Embora o Rio Cricket de Niterói (clube do pai de Oscar Cox) tenha aberto as portas para a primeira partida de futebol do Rio de Janeiro, é o Paysandu Cricket (considerado o primeiro clube desportivo do Brasil) que permitiria o desenvolvimento do esporte através da figura do associado Oscar Cox. O terreno esburacado alugado de Conde D’eu e depois comprado por Guinle na rua Paissandu era impróprio para “rolar” a caríssima e primeira bola do Rio de Janeiro, da marca DuPont, trazida por Cox em 1896. Mas a insistência no novo esporte naquele campo acabou resultando em remendos naquele espaço que seria utilizado pelo Flu até a inauguração do campinho da Rua Guanabara em 1904.

A fundação do Fluminense agora colocava nosso coirmão como rival e nos daria a primeira derrota da nossa história. Após a goleada sobre o Rio Football, o clube dos gringos nos deu um placar de 3 x 0, destaque para o inglês Caywood Robinson que marcou dois (e que teria feito o primeiro gol numa partida oficial daquele primeiro jogo em Niterói). Derrota que não apagaria a parceria e que sempre culminaria em times mistos das duas equipes para amistosos interestaduais.

Na constituição de uma federação de futebol para o Rio e a construção de um campeonato específico para a prática do esporte em 1906, o Paysandu sempre foi voluntarioso, mesmo com o olhar desconfiado de seus sócios que davam mais peso ao cricket e até o rúgbi. Na primeira partida entre os clubes pelo carioca do ano citado, uma sonora goleada do Flu de 7 x 1 com um Horácio dos Santos endiabrado assinalando três tentos. A partir dali, seriam 18 jogos entre os times, com 10 vitórias para o Fluzão, 2 empates e 6 derrotas. A principal delas no campeonato carioca de 1912 com o placar de 5 x 0 e três gols de H. Robinson, artilheiro daquele campeonato com 26 gols, e que consagraria o Paysandu campeão.

É no campeonato de 1912 que inauguraria a famosa “camisa de goleiro”, ou seja, uma identificação diferente dos jogadores da linha. Naquele campeonato, o Flu estava totalmente fragilizado após a dissidência do time no final de 1911 que iria fundar o departamento de esportes terrestres do Flamengo. O tricolor fez uma participação modesta ficando em quinto lugar (atrás do Rio Cricket e América).

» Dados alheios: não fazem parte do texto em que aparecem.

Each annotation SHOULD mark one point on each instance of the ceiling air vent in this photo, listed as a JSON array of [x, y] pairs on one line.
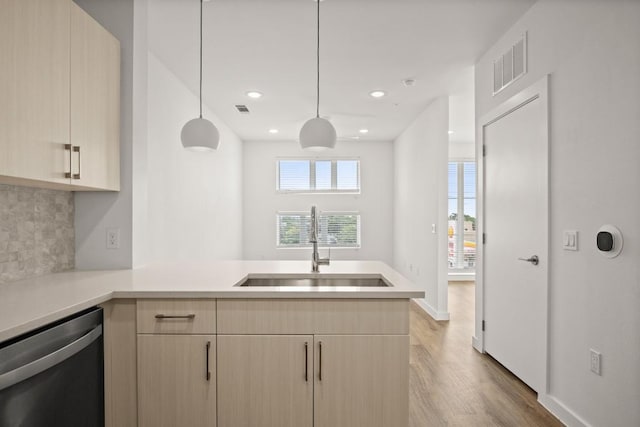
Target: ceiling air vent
[[511, 65]]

Uma campanha impecável do primeiro lugar, Paysandu, com a defesa menos vazada, estreava um fenômeno comum ao vice-campeão daquele ano em sua primeira participação. A dissidência tricolor, favorita ao título, após um bom começo, inaugurava a era do “cheirinho” (situação que se repetiria no Carioca de 1913 com o título do América e sempre acompanharia a história do Flamengo). Nossos vizinhos das Laranjeiras, o Payssandu, nos vingaria naquele campeonato de 1912!

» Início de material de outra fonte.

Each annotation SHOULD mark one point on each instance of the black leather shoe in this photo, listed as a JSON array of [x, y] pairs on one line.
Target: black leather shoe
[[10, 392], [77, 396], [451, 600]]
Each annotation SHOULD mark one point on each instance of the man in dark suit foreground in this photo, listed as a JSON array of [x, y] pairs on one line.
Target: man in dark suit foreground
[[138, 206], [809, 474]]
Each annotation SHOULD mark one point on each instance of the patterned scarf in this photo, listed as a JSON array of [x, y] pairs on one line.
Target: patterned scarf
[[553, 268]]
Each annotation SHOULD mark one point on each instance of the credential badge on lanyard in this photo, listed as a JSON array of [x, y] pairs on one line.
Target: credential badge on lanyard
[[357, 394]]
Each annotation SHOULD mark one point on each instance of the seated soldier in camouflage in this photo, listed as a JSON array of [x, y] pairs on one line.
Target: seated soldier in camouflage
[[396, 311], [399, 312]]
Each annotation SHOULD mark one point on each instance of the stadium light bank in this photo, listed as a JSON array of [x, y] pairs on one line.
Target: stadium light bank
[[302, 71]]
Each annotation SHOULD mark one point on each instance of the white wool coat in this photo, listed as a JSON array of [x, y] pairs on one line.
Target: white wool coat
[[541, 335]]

Logo após o título de 1912, nossos co-irmãos da Rua Paissandu, ainda disputariam o Carioca do ano seguinte e o do 1914, com uma vexatória posição de último lugar, sequer indo jogar uma espécie de “repescagem”, prevista no regulamento, contra o campeão da segunda divisão (ali se definia quem ficaria na elite do futebol carioca). Internamente, se decidiu pela dissolução do departamento de futebol e a transferência do aluguel do campo da Rua Paissandu para o Flamengo (o terreno pertencia a Guinle).

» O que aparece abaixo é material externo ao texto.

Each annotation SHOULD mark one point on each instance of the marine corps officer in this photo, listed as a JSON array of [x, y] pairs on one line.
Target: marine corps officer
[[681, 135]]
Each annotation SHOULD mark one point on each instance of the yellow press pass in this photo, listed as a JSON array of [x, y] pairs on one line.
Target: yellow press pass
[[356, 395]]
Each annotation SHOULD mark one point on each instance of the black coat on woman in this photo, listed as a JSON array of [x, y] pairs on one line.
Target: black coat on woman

Depois disso, o clube ainda ficaria um tempo em Copacabana reduzindo suas atividades para a prática do tênis e Lawn Bowls (espécie de boliche na grama). Depois iria se consolidar na atual sede do Leblon em 1953, ampliando suas práticas esportivas e sua parte social, além da alteração do nome para o brasileiríssimo Paissandu.

De qualquer forma, nossos coirmãos foram fundamentais para a constituição do futebol carioca, seja cedendo seu espaço para a prática, seus jogadores para a composição da seleção do Rio de Janeiro, promovendo amistosos com o Flu para o desenvolvimento de habilidades e o nos vingando dos dissidentes ao dar o cartão de “boas vindas” no Carioca de 1912 para o time do “cheirinho”.